Common Misconceptions About White Space

In a delightful phone chat, she revealed three common misconceptions she faces when teaching the notion of white space to her clients whom she advises with tough love and savvy training to improve their overall performance.

Misconception #1: It is only a time for rest. Recuperation is indeed massively needed, but white space also provides doorways into creativity, gaining objectivity, actual innovation. It is the place to create and hatch ideas. Anyone who has experienced a lightbulb moment while taking a shower understands the power white space can have.

Misconception #2: It has to be a specific length. But even mini-timeouts of 30 seconds here or five minutes there, laced through the day, are the most effective way to calibrate a powerful rhythm between doing and thinking.

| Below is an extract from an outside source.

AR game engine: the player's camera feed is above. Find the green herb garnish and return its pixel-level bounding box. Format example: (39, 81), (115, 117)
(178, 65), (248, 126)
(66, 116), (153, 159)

Misconception #3: White space remains empty. It is not a meditation practice, but rather a moment to defragment your internal hard drive in order for things to show up.

Used with permission by Juliet Funt.

Thieves of Time and Their Remedies

Funt identifies four core areas and corresponding questions to address thieves of time. Two thieves are about motion: drive (risk of overdrive) and activity (risk of frenzy). The second set is about stagnancy: excellence (risk of perfectionism) and information (risk of overload). Remedies for each involve asking ourselves:

Drive: Is there anything I can let go of?

Activity: What deserves my attention?

Excellence: Where is “good enough” good enough?

Information: What do I truly need to know?

When asked routinely, these questions can stave off the thieves of time. One particular challenge she poses is to spend one single minute doing absolutely nothing without an agenda. For speedaholics (and recovering ones such as myself), it can be a humbling experience. And very uncomfortable. While being purpose-driven is a noble pursuit, Funt encourages readers to recognize comparing ourselves to others on social media and elsewhere as senseless. And, in my view, a copious waste of time.

Two other concepts that resonated were “hallucinated urgency” and “phone narration”. A study from McComb School of Business showed that your smartphone’s presence, even when turned off, reduces your cognitive capacity. Yet we constantly check into our virtual persona to see what we may have missed, thereby upping the ante of urgency we feel. It is truly exhausting.

While it is clear that smartphone usage is a skill we must manage, Funt suggests telling people standing in front of you (perhaps agape and feeling ignored) what you are checking as you do it. It not only keeps you engaged with the person(s) in the room, but it can also prevent you from going down digital rabbit holes as you get distracted by notifications irrelevant to your original intention. One of her most memorable passages made me laugh out loud:

“I think if the devil wanted to destroy us, he would not choose to level the human race in a single fiery breath. There is no poetry or sport in that. I think he’d savor our demise by creating some thing so sexy, tantalizing, hypnotizing, and alluring that slowly we would all stop talking to each other and crumble as a society from the death of intimacy. I’m pretty sure that thing is my iPhone.”

While reading her book, I left my phone in another building. It felt both liberating and slightly nauseating, a bit like detoxifying after a holiday season of heavy eating. Nonetheless, her lessons have stuck. As I rediscipline my day toward conscious, mindful practices, I have been amazed at how much more time I have now than before.

A Minute to Think gives us permission to pause while showing us through Funt’s brilliantly crafted narrative that the sky will not fall if we take a moment. And surely, as our creative juices continue to flow onto the canvas of white space, the devil will be kept at bay too.